The Enterprise returns to the “shore leave planet” for some much needed rest and recreation. Unfortunately, this once welcoming world has turned deadly. Can Kirk and crew get to the bottom of why things have changed?
A follow-up to TOS’s Shore Leave, Once Upon a Planet is neither particularly entertaining or particularly awful – it’s just entirely dull. These episodes are only 22 minutes each, but even so, around the 14 minute mark I found myself struggling to continue. Nonetheless, I bravely made it through so I could bring you this review.
Since the events of Shore Leave, the caretaker who kept the whole planet has died, leaving everything in the virtual hands of the computer that scans people’s thoughts and turns them into reality. Said computer is getting a little fed up with its task, and decides to take over the Enterprise so it can see the galaxy. Fortunately, all it takes is a couple of sentences from Kirk and Uhura to convince the computer that it should continue doing its current job, and all is well once again.
In a less family-oriented show, the computer’s frustration could have been explored in a more satisfying fashion. Think about it – that computer has seen into the thoughts of a wide variety of visitors, many of whom will have some pretty dark and twisted fetishes and fantasies. Having seen all that, that computer is going to be pretty messed up – it’s either going to be utterly disgusted and horrified by organic life, or it’s going to be like that Twitter bot that became a massive racist troll after training on human input data. Either way, the results sound like exactly the kind of mess that a Starfleet crew should have to clean up.
This episode does at least give Uhura the rare chance to be part of a landing party, albeit seemingly only so that she can do the female character thing of getting kidnapped. She does at least hold her own against the computer, while her absence from the bridge gives us a chance to see Lieutenant M’Ress again. It’s just a shame that M’Ress’s only character trait thus far is delivering all of her lines with a catlike purr.

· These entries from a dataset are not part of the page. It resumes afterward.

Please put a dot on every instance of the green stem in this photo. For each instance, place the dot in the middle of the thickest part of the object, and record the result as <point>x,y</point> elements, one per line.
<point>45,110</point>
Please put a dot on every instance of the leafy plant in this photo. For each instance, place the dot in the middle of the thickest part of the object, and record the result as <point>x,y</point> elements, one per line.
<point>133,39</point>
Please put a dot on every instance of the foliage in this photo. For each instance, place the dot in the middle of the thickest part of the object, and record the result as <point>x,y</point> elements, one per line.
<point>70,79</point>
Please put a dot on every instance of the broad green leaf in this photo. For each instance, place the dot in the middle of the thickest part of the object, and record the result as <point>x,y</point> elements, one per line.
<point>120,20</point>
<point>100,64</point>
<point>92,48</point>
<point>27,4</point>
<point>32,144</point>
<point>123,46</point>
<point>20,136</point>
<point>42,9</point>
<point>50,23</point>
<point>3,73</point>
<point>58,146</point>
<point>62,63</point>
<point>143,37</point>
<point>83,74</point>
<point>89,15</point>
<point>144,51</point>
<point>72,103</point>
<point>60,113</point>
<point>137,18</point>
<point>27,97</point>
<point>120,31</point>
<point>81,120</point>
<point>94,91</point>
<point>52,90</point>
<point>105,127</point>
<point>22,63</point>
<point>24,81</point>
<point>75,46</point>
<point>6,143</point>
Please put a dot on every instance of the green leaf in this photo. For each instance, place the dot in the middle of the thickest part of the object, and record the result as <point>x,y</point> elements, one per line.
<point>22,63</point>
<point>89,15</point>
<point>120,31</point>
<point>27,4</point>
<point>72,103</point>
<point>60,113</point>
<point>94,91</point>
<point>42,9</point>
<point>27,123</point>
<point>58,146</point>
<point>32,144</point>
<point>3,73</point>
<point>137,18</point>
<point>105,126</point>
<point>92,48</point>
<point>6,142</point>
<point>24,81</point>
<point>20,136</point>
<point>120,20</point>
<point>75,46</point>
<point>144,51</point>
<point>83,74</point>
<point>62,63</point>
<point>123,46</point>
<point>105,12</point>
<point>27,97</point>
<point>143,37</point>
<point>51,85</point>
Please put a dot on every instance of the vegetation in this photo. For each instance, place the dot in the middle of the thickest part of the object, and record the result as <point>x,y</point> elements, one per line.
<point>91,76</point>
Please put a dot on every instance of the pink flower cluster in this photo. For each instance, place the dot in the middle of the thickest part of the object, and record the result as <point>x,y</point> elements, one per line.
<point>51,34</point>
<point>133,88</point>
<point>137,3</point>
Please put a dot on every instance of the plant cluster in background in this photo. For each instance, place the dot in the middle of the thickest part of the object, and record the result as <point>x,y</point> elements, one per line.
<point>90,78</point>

It’s also a little troubling that the conclusion of this episode is “it’s not slavery if you choose to serve”. Choices are rarely made in a vacuum – you might have chosen to take a job cleaning toilets, for example, but more because you wanted the money you need to live than because you consider it your vocation.
- If the computer really can’t kill anyone, then how is it planning to kill Kirk, Spock, McCoy and Sulu? Also, given the dangers they’ve faced on the planet, they seem remarkably confident that the computer will repair them if someone gets injured.
Summary – Once Upon a Planet: Just not that interesting.